Search code examples
similarityinformation-retrievaleuclidean-distancecosine-similaritydata-retrieval

Using relative frequency for euclidean distance


How do I calculate the euclidean distance(similarity) between two documents eg D1 and D2 using relative frequency?.

Below is an example of both cosine and euclidean distance between two documents using absolute frequency.

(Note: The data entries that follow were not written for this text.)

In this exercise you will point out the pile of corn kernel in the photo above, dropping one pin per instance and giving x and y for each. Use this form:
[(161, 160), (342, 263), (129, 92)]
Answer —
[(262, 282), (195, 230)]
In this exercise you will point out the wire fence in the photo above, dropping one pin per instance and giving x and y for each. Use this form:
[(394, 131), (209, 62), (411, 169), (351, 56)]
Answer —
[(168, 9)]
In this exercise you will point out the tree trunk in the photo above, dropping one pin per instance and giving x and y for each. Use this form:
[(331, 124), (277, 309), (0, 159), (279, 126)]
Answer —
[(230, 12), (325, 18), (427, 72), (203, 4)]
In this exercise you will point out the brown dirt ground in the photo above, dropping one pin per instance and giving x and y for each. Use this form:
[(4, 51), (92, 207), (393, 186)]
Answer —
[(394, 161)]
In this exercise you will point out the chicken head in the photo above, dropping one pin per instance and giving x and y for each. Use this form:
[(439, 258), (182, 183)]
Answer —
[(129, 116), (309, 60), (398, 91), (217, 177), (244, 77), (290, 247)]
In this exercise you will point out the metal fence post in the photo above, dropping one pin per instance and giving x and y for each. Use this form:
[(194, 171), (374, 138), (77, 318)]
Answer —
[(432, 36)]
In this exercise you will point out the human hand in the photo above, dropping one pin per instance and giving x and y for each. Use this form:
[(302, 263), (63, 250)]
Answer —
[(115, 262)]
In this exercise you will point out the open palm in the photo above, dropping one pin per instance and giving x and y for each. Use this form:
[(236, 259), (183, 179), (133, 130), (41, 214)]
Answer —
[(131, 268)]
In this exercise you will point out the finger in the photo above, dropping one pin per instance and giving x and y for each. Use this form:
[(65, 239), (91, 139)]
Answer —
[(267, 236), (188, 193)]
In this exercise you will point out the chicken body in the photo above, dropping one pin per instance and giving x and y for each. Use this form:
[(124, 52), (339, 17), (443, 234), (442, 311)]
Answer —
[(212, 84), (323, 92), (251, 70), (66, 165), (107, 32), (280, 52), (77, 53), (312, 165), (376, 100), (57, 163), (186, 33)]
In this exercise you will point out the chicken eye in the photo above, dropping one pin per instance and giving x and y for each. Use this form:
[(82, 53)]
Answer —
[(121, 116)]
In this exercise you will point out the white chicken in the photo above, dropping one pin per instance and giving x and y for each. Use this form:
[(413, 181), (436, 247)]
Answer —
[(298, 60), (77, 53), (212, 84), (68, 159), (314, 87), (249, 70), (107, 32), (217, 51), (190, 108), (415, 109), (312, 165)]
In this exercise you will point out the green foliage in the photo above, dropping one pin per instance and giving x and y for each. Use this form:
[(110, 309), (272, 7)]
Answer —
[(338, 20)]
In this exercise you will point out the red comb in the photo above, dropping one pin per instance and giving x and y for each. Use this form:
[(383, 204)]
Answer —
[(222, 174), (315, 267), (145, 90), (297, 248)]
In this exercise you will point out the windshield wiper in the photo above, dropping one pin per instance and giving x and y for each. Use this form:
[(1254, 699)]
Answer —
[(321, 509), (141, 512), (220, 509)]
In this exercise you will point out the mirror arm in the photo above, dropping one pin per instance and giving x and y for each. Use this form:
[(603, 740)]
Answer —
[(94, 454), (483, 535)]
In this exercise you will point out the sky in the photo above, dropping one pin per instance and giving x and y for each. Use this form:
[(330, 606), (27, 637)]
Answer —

D1 (frequencies) = 4,9,7,0,0,3. = {16+81+49+9} = sqrt (155) = 12.45

D2 (frequencies) = 4,5,0,7,5,0. = {16+25+49+25} = sqrt (115) = 10.72

Cosine D1,D2 = (4x4+9x5) / 12.45x10.72 = 0.4569 (absolute frequency & relative frequency) for cosine absolute frequency is the same as relative frequency

Also

Euclidean D1, D2 = sqrt( sqr(4-4) + sqr(9-5) + sqr(7) + sqr(7) + sqr(5) + sqr(3) ) =sqrt( 0+16+49+49+25+9) = sqrt( 148 ) = 12.17(absolute frequency).

The relative frequency for this is 0.2532.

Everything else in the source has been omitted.